Luisa María Yax Valle
The Law on strengthening fiscal transparency and governance of the Tax Administration Superintendence (SAT by its Spanish acronym) was enacted on July 19, 2016 with 107 votes. It regulates bank secrecy in Guatemala and gives SAT the authority to review companies’ and private individuals’ fiscal periods. It also amends the election of the superintendent, who will henceforth be elected through a competitive examination, as well as the organic laws of SAT, of banks and financial groups, of the National Register of Persons and the Tax and Commercial Codes.
Mr. Ramón Parellada was interviewed on Wednesday, November 2 regarding the above-mentioned law, addressing a few specific points to obtain more details and to discuss the role the United States played in its adoption.
The first question was regarding the intentions that led the members of Congress to adopt the law. Mr. Parellada answered that the law and its adoption were unnecessary. What should be done, in his view, is to simplify the tax system so people pay more taxes, and reduce the size of the informal economy in the country. To solve the problem of tax evasion, controls should not be tightened, but rather tax rates should be lowered. If one of the motivations for approving the law was to reduce illegal activities such as drug trafficking and/or money laundering, which entail cash transfers abroad, this will only happen in the case of drug trafficking when drug production and consumption are no longer penalized in the country, according to Parellada.
The interviewee was next asked what are and will be the side effects of the adoption of the law in Guatemala. Parellada mentioned that Guatemala will become a “tax hell” rather than a tax haven, as argued by those who were in favor of this law. It will be a tax hell where SAT officials will have access to the bank accounts of individuals and companies. This may now be done with their prior consent, following due process and with a court order. After the law goes into effect it will be available to those who might use it to blackmail. Criminals and other persons may misuse this information, which should and must be confidential and private. Moreover, Parellada underscores that this law should not have been adopted, since its consequences for Guatemala are for the most part negative.
Finally, the interviewee was asked regarding the role played by other countries in the hemisphere and Europe, especially underscoring interference by the United States of America for adoption of this law. What other countries say should not
affect decisions taken in ours; the principles they and we so heartily defend should be respected, states Mr. Parellada in that regard. The United States exerted a lot of pressure on this decision; there were different ways in which this pressure was exerted: threats of discontinuing support and blackmail of sorts on the part of that North American country. It is a shame that a country like the U.S.A. interferes on the subject of transparency and fiscal enhancement, when it is one of the countries with most fiscal terrorism in the world. It is not a good example of a free society, since on multiple occasions it has attacked the sovereignty of countries like Guatemala; it has attacked individual freedom, states Mr. Parellada. However, he states that the pressure did not come only from the United States; there was also international pressure in general.
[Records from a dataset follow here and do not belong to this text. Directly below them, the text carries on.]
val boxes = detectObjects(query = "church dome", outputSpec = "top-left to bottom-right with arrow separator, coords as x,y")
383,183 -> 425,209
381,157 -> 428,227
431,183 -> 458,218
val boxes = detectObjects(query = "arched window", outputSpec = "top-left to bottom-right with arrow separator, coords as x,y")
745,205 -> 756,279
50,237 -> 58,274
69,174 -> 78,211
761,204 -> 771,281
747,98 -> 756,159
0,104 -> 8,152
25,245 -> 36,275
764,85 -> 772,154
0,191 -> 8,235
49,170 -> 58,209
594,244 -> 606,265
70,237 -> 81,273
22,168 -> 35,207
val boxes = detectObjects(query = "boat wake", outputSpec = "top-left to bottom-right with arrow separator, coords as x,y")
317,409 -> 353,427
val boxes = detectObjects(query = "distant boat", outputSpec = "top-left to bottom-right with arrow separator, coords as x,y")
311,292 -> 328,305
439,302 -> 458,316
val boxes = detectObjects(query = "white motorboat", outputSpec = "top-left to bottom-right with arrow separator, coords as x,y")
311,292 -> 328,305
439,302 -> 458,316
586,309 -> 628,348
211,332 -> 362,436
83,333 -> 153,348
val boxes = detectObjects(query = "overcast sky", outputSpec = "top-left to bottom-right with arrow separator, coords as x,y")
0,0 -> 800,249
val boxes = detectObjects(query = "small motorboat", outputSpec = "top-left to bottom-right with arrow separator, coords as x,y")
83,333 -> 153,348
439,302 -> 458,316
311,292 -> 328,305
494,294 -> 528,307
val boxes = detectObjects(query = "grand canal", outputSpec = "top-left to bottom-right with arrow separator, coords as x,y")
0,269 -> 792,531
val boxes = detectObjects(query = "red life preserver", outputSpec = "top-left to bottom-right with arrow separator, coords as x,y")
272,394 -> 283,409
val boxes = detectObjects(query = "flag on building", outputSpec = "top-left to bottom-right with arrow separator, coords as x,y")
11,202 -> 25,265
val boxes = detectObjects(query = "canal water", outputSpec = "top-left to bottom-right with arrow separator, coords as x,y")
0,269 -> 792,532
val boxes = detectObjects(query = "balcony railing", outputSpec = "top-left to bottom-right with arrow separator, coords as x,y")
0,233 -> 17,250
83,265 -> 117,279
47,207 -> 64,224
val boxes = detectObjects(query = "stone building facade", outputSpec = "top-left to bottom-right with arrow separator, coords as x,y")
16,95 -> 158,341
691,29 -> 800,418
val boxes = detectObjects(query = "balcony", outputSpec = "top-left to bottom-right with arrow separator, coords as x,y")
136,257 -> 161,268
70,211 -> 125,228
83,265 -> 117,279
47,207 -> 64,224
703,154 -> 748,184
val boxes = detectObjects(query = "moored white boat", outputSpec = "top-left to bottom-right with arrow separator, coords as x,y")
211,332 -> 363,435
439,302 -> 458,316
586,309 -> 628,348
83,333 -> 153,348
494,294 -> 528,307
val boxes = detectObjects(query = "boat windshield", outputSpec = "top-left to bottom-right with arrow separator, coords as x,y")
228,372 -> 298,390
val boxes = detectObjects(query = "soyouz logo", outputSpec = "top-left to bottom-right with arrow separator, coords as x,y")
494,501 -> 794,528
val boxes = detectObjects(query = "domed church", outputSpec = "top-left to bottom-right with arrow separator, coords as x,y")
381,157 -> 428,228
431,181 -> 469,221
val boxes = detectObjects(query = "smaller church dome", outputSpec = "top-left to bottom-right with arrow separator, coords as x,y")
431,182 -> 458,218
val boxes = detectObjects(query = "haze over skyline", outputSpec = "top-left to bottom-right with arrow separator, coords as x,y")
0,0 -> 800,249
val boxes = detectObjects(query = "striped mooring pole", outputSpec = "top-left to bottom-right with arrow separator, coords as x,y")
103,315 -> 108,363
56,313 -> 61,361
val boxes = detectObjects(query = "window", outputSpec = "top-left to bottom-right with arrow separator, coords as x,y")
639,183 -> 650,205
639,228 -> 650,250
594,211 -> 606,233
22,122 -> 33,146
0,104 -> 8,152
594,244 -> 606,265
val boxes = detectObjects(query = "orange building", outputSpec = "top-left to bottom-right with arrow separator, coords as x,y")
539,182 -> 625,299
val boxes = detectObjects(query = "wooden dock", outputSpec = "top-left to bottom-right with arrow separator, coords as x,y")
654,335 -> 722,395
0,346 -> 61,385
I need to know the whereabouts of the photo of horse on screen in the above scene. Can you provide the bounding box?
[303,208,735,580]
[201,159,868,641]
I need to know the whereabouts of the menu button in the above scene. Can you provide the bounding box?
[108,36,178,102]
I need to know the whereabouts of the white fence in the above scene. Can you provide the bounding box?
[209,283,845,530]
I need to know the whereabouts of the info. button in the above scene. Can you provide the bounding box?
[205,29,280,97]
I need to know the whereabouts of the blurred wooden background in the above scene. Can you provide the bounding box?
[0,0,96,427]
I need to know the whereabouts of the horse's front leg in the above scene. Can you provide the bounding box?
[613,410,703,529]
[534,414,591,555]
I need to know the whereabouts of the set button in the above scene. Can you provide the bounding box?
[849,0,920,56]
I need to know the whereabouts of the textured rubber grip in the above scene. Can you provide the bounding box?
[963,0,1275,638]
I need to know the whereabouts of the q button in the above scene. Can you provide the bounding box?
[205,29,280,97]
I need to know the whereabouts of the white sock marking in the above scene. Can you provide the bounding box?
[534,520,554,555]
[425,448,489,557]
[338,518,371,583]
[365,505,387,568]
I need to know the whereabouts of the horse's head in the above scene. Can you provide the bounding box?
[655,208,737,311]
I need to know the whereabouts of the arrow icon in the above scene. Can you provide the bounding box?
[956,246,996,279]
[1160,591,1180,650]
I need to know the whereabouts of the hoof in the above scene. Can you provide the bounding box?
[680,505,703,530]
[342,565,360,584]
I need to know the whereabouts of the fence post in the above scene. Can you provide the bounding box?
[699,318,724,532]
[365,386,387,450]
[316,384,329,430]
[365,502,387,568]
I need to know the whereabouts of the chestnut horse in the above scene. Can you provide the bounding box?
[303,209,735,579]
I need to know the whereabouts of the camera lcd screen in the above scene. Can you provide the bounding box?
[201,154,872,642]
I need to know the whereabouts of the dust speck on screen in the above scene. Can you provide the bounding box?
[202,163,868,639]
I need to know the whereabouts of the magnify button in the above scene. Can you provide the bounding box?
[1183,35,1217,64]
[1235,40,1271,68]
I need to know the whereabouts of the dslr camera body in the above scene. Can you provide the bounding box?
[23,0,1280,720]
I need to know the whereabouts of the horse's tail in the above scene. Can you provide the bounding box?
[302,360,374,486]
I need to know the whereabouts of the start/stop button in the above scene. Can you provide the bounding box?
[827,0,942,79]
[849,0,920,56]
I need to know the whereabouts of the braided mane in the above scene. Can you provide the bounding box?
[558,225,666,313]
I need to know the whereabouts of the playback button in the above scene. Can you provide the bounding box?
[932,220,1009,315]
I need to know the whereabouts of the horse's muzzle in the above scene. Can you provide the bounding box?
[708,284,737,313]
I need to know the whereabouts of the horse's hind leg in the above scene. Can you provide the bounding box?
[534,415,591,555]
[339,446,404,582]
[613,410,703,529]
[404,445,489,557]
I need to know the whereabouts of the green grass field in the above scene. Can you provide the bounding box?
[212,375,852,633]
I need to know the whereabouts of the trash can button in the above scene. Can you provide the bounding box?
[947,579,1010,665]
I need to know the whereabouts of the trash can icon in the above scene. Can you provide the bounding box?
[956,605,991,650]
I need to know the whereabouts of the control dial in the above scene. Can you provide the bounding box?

The interview ended by stressing the lack of trust and negative and immediate effects adoption of this law has and will have on Guatemala, by undermining financial institutions and jeopardizing the banking system, which would collapse due to the lack of trust. If somebody feels that his privacy is being systematically violated because of the fact of having a bank account, he would close his savings and checking accounts. Bank secrecy has been and still is the basis for banking activity. Therefore, bank secrecy should not have been eliminated, stresses Mr. Parellada.